Keith groaned, pretending to pound his head on the desk. “Everybody blames the sharks. You do realize that the chances of getting killed by a shark is like one in three million? You have a better chance of getting hit by lightning.”
“But, see, I don’t go out in storms, so my chances of dying either way is 0. Who wins now?”
“Not you.”
I cocked my head, confused. “How do you figure?”
“Because, Sam, everything that makes life worth living carries a risk. If you eliminate that, you might as well start collecting cats now.”
“I like cats,” I protested.
“I’m sure you do.”
He caught my eye and we smiled. I can’t overstate my surprise that Keith hadn’t already tired of our conversation. The truth was, people typically just looked right through me.
“Think about it, Sam. Is there any cooler way to die? I mean, like cancer would be a sad way to go, but getting trampled by the bulls in Spain – epic.”
“Or spontaneous combustion,” I added, rolling with the theme.

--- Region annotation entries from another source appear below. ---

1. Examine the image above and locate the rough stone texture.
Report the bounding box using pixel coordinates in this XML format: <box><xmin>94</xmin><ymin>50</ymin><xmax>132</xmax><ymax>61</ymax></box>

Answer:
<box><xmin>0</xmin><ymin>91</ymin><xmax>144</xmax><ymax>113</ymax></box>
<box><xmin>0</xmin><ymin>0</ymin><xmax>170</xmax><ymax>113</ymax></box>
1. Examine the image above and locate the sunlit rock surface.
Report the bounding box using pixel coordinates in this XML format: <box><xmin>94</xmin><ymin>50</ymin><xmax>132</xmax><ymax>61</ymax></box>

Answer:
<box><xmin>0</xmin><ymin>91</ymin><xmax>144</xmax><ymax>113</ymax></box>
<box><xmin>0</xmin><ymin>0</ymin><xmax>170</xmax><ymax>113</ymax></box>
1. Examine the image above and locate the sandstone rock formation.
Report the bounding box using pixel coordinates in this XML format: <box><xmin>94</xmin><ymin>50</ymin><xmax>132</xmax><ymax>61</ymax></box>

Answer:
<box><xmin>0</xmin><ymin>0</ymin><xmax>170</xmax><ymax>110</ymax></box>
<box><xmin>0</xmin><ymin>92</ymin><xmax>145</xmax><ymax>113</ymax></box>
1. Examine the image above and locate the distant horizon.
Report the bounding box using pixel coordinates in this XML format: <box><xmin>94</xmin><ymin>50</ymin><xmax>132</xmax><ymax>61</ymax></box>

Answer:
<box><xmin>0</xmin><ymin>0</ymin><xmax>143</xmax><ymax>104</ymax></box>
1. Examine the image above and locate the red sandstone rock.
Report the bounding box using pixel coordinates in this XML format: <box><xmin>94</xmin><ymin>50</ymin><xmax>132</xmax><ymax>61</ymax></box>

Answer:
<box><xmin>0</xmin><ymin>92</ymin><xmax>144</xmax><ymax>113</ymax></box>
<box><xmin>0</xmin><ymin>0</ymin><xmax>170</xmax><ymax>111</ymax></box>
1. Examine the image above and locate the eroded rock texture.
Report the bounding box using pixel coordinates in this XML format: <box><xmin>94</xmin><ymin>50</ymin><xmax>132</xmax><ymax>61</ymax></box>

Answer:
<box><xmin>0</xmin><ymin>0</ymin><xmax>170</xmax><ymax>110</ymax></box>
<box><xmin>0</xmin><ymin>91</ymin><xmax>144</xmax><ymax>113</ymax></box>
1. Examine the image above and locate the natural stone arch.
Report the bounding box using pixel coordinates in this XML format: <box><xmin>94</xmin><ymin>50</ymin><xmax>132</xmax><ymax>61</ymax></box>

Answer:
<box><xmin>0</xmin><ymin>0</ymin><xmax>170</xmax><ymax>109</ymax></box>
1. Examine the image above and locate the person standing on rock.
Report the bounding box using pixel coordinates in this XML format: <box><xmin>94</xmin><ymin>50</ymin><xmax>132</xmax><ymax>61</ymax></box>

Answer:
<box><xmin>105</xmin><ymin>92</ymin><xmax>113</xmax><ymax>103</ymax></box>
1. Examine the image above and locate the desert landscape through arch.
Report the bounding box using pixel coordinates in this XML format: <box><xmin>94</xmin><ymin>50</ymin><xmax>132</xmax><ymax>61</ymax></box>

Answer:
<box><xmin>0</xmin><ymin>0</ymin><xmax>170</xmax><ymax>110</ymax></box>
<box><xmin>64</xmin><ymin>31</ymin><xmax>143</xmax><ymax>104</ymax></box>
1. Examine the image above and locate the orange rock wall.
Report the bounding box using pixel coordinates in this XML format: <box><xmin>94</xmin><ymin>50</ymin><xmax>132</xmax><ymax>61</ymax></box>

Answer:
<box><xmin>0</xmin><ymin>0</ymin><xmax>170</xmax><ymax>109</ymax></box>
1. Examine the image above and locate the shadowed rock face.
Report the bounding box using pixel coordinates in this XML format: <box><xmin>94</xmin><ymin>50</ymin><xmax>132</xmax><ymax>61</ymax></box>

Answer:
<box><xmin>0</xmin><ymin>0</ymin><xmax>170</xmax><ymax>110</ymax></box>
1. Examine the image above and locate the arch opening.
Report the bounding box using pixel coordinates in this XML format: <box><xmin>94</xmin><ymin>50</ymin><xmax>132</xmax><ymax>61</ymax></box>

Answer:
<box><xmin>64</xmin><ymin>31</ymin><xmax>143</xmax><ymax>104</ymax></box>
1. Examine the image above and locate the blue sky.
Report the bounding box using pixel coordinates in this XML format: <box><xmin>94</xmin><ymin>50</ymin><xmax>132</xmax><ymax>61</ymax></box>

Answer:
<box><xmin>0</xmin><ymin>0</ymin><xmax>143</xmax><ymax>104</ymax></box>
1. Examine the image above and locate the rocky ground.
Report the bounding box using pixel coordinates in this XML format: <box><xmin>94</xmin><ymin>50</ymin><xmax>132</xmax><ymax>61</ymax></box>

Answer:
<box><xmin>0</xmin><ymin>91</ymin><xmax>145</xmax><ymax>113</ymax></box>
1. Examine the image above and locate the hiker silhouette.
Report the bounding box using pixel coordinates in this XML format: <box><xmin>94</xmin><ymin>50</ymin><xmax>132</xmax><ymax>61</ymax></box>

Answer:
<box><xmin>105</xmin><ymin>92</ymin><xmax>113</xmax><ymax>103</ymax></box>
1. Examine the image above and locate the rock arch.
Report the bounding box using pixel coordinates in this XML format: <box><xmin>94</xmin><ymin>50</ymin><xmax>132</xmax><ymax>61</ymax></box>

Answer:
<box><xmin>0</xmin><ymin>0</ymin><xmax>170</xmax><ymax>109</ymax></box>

“Yes!” Out of nowhere, Keith high-fived me. It was the first time a guy outside my family unit had ever touched me, and my skin flushed accordingly. “That’s some gnarly shit there. You’re just hanging out watching a little TV when BAM – you frickin’ explode. That’s just all kinds of awesome.”
What the heck was happening here? Somehow I’d been witty enough to warrant the attention of a member of Pearl Beach High’s ruling class. Shannon would be proud.
Leaning in, Keith lowered his voice. “You want to hear my evil revenge plan?”
Oh, boy, did I ever! At this point, anything that came out of his mouth was gospel to me. Wide-eyed and rapt with interest, I nodded.
“If I get killed by a shark, I want a memorial bench erected in my name right next to a garbage can.”
That sounded like a horrible idea, but I encouraged him to continue with an awkward tilt of my head. “Why?”
“To make it easier for the seagulls to crap on people resting on my bench.”
Again, pretty terrible idea. So far, Keith’s evil revenge plan was going in the direction of the platypus story. “Why would you want that?”
“Because Sam…”
“Samantha.”
The way in which he completely ignored my earlier request told me he’d never be getting my name right. And while it usually annoyed the hell out of me when people shortened my name for their own convenience, when Keith did it, with just that little bit of snark, I honestly didn’t mind all that much.
“Whatever. Anyway, how do you get people to remember you after you die?”
Thinking about his question, I shrugged. No one would remember me if I died, so it was sort of a moot point. But for someone like Keith, yeah, I could see him inspiring a candlelight vigil in his honor.
“I have no idea,” I finally conceded.
His affecting smile slayed me. “Drop a little bird doo-doo on them. No matter how old you get, you’ll always remember where you were the first time a seagull crapped in your mouth.”
I choked out a laugh. It really was a brilliant way to be remembered. “The Keith McKallister Memorial Bench. I like it.”
He nodded, pleased his plan passed muster with me.
“Well, sadly there will be no memorial bench in my honor because, sharks aside, I don’t go in the ocean.”
“You can’t swim?”
“Actually, I’m a really good swimmer,” I said, before adding a series of completely irrelevant supporting facts. “I have long arms and a long torso. It’s a great combo for swimming.”